A minute's silence was held in America yesterday to remember the 20 children and six adult victims of the Connecticut shootings which have thrust the fraught gun control debate back into the political spotlight.
In a defiant response, the National Rifle Association said the answer was arming teachers.
Dr Williams said it was hard to "say and sing the words of this joyful season while we think of lives cut so brutally short and of the unimaginable loss and trauma suffered by parents.
"Nearly 6,000 children and teenagers were killed by firearms in the USA in just two years.
"And we had better not be complacent about the issues of gun and knife crime affecting people in our own cities here.
"In the UK, the question is how we push back against gang culture by giving people the acceptance and respect they deserve so that they don't look for it in destructive places.
"In the United States the question is of course about gun laws - one of the most polarising issues in American politics," he said.
While individuals made the choice to use guns "it makes a difference to people what weapons are at hand for them to use and even more what happens to people in a culture where fear is rampant and the default response to frightening or unsettling situations or personal tensions is violence and the threat of violence," he said.
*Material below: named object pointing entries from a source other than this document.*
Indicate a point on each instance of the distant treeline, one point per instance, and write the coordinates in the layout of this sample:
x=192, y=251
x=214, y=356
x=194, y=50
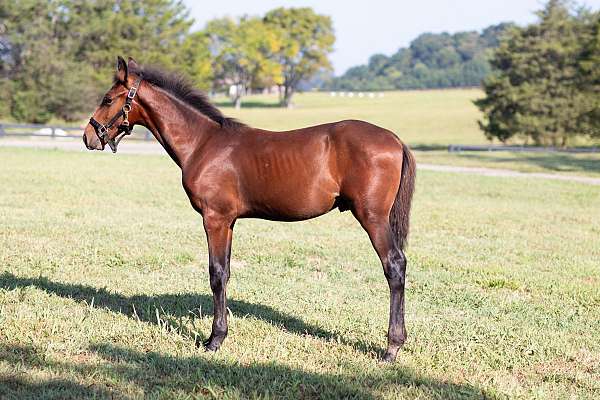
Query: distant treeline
x=57, y=57
x=431, y=61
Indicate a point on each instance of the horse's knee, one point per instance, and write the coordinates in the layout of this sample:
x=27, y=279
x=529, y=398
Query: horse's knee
x=218, y=276
x=395, y=270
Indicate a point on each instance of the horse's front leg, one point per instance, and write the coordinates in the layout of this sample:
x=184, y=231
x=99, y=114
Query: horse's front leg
x=219, y=232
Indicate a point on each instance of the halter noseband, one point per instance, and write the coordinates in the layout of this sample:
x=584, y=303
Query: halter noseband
x=124, y=128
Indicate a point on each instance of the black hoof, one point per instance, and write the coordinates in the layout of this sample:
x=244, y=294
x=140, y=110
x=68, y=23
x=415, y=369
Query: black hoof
x=389, y=357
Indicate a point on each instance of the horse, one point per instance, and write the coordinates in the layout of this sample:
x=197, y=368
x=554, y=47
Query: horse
x=232, y=171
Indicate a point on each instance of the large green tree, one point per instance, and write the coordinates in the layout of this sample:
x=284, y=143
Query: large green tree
x=307, y=40
x=61, y=52
x=536, y=90
x=589, y=65
x=244, y=52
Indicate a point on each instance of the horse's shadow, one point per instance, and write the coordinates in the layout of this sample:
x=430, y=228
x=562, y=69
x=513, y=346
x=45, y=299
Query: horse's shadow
x=169, y=309
x=159, y=375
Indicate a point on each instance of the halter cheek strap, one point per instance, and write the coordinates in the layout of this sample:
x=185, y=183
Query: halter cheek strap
x=124, y=127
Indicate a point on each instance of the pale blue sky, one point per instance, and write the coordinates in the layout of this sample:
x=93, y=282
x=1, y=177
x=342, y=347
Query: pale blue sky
x=366, y=27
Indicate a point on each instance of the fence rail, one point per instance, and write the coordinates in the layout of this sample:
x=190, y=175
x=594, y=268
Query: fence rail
x=458, y=148
x=57, y=131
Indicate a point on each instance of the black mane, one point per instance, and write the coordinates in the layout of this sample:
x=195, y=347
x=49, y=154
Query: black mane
x=181, y=88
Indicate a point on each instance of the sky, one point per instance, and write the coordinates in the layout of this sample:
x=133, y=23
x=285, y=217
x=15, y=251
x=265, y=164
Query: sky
x=366, y=27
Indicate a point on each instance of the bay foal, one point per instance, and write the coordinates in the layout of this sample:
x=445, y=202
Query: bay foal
x=232, y=171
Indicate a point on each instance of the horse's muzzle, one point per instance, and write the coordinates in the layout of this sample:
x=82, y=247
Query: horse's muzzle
x=90, y=141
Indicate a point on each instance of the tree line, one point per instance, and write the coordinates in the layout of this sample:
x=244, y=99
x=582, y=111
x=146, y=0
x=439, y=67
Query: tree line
x=545, y=82
x=431, y=61
x=56, y=57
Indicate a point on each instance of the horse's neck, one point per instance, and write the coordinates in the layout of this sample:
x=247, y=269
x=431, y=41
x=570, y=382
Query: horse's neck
x=178, y=128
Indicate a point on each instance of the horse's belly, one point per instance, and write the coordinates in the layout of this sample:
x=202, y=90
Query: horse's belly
x=292, y=201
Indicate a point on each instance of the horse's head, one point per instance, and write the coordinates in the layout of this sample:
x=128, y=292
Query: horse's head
x=118, y=112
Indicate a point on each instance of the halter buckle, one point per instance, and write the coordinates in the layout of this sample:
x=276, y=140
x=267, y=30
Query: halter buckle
x=132, y=92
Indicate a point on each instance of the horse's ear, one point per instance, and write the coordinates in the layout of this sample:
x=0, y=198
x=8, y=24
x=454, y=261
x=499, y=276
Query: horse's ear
x=121, y=69
x=132, y=65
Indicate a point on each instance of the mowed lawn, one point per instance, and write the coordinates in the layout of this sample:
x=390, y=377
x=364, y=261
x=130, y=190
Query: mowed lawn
x=104, y=288
x=428, y=120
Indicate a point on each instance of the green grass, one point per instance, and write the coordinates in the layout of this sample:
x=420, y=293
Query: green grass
x=581, y=164
x=429, y=120
x=105, y=287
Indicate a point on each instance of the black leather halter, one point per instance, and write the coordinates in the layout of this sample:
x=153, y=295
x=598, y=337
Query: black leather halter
x=124, y=127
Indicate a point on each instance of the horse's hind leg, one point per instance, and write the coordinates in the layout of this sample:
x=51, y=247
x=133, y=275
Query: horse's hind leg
x=377, y=225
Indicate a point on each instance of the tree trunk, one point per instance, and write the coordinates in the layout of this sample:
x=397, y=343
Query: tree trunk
x=287, y=97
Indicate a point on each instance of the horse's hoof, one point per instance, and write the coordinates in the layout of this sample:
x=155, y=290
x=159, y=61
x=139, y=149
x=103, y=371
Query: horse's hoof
x=209, y=345
x=389, y=357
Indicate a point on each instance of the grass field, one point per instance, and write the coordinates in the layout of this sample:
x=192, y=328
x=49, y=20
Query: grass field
x=104, y=287
x=427, y=120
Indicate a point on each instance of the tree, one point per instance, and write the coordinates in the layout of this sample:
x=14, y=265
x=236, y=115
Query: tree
x=535, y=91
x=196, y=59
x=306, y=40
x=244, y=54
x=590, y=77
x=58, y=55
x=431, y=61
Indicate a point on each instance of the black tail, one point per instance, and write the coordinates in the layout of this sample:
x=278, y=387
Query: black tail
x=400, y=213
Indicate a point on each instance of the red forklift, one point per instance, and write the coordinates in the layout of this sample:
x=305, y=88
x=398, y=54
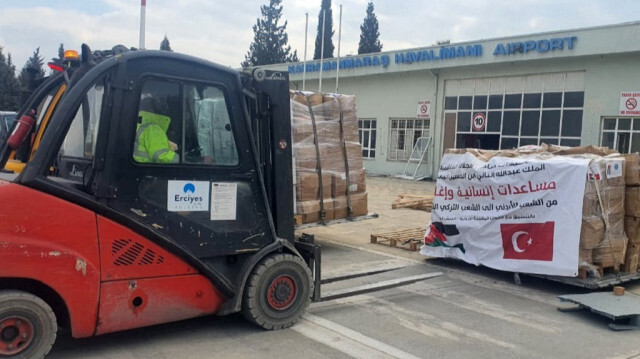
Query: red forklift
x=98, y=239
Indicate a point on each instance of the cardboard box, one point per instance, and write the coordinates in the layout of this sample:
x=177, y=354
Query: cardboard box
x=585, y=256
x=304, y=98
x=592, y=232
x=358, y=205
x=357, y=179
x=310, y=210
x=611, y=251
x=632, y=169
x=308, y=186
x=631, y=258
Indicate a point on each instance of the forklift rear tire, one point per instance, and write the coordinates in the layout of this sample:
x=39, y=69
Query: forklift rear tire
x=27, y=325
x=278, y=291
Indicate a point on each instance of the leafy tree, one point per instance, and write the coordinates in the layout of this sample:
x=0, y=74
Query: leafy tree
x=9, y=86
x=270, y=40
x=164, y=45
x=34, y=64
x=369, y=34
x=328, y=32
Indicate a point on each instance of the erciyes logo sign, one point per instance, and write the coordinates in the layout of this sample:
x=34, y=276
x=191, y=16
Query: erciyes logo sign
x=187, y=196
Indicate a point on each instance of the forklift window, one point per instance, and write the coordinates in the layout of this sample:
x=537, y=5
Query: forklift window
x=183, y=123
x=81, y=138
x=75, y=156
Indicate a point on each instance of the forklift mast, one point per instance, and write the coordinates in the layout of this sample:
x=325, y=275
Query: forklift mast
x=267, y=97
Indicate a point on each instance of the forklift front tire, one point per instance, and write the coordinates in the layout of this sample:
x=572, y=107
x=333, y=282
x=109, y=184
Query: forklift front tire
x=278, y=291
x=27, y=325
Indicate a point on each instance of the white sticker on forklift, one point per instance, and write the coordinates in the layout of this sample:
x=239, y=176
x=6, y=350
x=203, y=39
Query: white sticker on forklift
x=223, y=201
x=188, y=196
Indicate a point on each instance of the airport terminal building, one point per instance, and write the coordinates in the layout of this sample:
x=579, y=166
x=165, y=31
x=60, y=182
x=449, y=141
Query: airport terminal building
x=573, y=87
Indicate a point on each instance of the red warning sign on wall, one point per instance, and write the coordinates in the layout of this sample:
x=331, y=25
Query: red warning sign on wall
x=630, y=103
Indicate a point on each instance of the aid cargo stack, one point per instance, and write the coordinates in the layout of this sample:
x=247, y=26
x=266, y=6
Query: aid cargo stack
x=329, y=176
x=632, y=212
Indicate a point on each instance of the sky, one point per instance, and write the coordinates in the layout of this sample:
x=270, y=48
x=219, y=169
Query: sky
x=221, y=31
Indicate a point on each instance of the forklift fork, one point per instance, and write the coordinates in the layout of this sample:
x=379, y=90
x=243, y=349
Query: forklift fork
x=312, y=255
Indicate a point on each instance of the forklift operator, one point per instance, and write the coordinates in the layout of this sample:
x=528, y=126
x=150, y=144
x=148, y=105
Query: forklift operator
x=152, y=143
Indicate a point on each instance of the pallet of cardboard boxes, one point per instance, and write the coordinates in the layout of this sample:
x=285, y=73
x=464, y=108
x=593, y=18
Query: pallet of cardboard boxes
x=329, y=176
x=610, y=233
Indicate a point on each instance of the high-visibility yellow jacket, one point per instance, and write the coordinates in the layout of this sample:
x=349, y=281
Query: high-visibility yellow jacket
x=152, y=143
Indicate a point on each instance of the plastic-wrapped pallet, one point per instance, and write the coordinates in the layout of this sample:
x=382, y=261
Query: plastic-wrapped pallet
x=632, y=211
x=330, y=177
x=603, y=200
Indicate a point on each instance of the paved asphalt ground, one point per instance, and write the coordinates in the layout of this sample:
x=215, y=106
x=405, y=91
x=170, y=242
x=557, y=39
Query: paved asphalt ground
x=468, y=312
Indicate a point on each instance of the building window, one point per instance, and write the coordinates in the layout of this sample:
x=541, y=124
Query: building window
x=404, y=133
x=503, y=113
x=367, y=132
x=621, y=134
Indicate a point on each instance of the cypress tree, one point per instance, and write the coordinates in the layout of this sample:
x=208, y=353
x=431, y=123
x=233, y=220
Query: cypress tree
x=270, y=40
x=9, y=86
x=34, y=64
x=328, y=32
x=369, y=34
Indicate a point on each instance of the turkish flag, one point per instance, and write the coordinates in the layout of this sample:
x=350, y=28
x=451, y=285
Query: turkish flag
x=532, y=241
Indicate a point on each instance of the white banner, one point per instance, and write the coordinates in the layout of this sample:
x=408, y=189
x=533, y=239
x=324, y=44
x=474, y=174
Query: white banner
x=514, y=214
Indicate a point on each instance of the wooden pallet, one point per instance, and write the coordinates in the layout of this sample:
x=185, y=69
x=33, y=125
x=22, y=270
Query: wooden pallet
x=419, y=202
x=409, y=239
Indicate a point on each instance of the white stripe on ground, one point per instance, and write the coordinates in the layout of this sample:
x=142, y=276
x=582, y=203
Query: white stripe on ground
x=416, y=321
x=494, y=311
x=347, y=341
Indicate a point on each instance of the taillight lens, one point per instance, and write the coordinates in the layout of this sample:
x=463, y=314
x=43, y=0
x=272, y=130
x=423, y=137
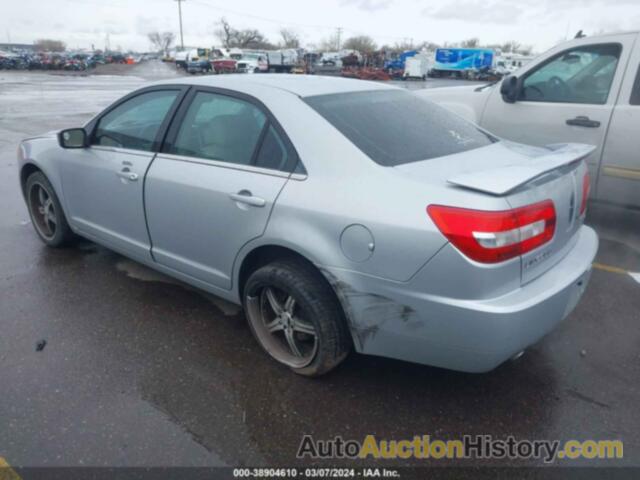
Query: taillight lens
x=586, y=188
x=492, y=237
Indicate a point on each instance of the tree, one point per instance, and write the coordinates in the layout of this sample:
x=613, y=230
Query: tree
x=290, y=39
x=361, y=43
x=330, y=44
x=225, y=33
x=48, y=45
x=470, y=43
x=247, y=38
x=162, y=41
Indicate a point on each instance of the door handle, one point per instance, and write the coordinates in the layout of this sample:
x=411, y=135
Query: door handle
x=127, y=175
x=583, y=121
x=245, y=196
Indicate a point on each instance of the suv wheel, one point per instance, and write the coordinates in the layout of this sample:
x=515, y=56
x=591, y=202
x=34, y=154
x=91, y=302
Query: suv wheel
x=46, y=212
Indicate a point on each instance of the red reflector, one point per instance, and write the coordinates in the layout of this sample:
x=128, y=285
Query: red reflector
x=586, y=188
x=492, y=237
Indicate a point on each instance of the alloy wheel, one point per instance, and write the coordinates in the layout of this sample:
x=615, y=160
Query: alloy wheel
x=43, y=211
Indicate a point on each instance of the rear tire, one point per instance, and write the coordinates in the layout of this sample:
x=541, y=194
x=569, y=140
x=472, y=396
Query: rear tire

"People use guns but, in a sense, guns use people too. When we have the technology for violence easily to hand, our choices are skewed and we are more vulnerable to being manipulated into violent action."
He went on: "Perhaps it is true that if all you have is a gun everything looks like a target. But if all you have is the child's openness and willingness to be loved, everything looks like a promise.
"Control of the weapons trade is a start but what will really make a difference is dealing with fear and the pressure to release our anxiety and tension at the expense of others."